British author Anthony Horowitz's childhood is the stuff of Dickens novels: his wealthy father, on the verge of bankruptcy, extracted the family fortune from Swiss banks, set up a new account under an alias, then died, leaving the family with no idea of the money's whereabouts. Clearly the seeds for riveting fiction were planted, as the Alex Rider series proves. The books have topped bestseller lists and have been translated into 28 languages. In Crocodile Tears, published last November by Philomel/Penguin, the eighth book starring the intrepid teenage hero, Alex takes on a criminal posing as a philanthropist who uses charitable donations as a means to an apocalyptic end (including black-tie card game fundraisers and exploding gel pens). If in ingenuity and spirit Alex Rider bears a resemblance to a certain 007, you'll soon see why....

On your nightstand now:

Under the Dome
by Stephen King. Lustrum by Robert Harris. Martin Chuzzlewit by Charles Dickens. Big fat reads for the Christmas vacation.

Favorite book when you were a child:

My reading life started with Hergé's adventures of Tintin.
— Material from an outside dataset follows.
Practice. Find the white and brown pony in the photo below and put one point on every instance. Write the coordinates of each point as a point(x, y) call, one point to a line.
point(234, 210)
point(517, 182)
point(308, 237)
Then I moved on to Willard Price's Adventure series, which I simply devoured.

Your top five authors:

Charles Dickens, George Orwell, George Gissing, Ian Fleming, Stephen King

Book you've faked reading:

I claim to have read all of Dickens but actually have never got through Our Mutual Friend.

Book you're an evangelist for:

The Caine Mutiny
by Herman Wouk. A fantastic book for teenagers after they finish with YA literature, and one of the greatest books ever written about war.

Book you've bought for the cover:

Sorry. I've never bought a book for its cover.

Book that changed your life:

Goldfinger by Ian Fleming. Forty years later, it would inspire Alex Rider. Great cover, too, now I come to think of it.

Favorite line from a book:

"The past is a foreign country; they do things differently there." --opening of The Go-Between by L.P. Hartley

Favorite book on writing:

Adventures in the Screen Trade by William Goldman

Book you most want to read again for the first time:

The Lord of the Rings
. I tried it a second time and didn't enjoy it.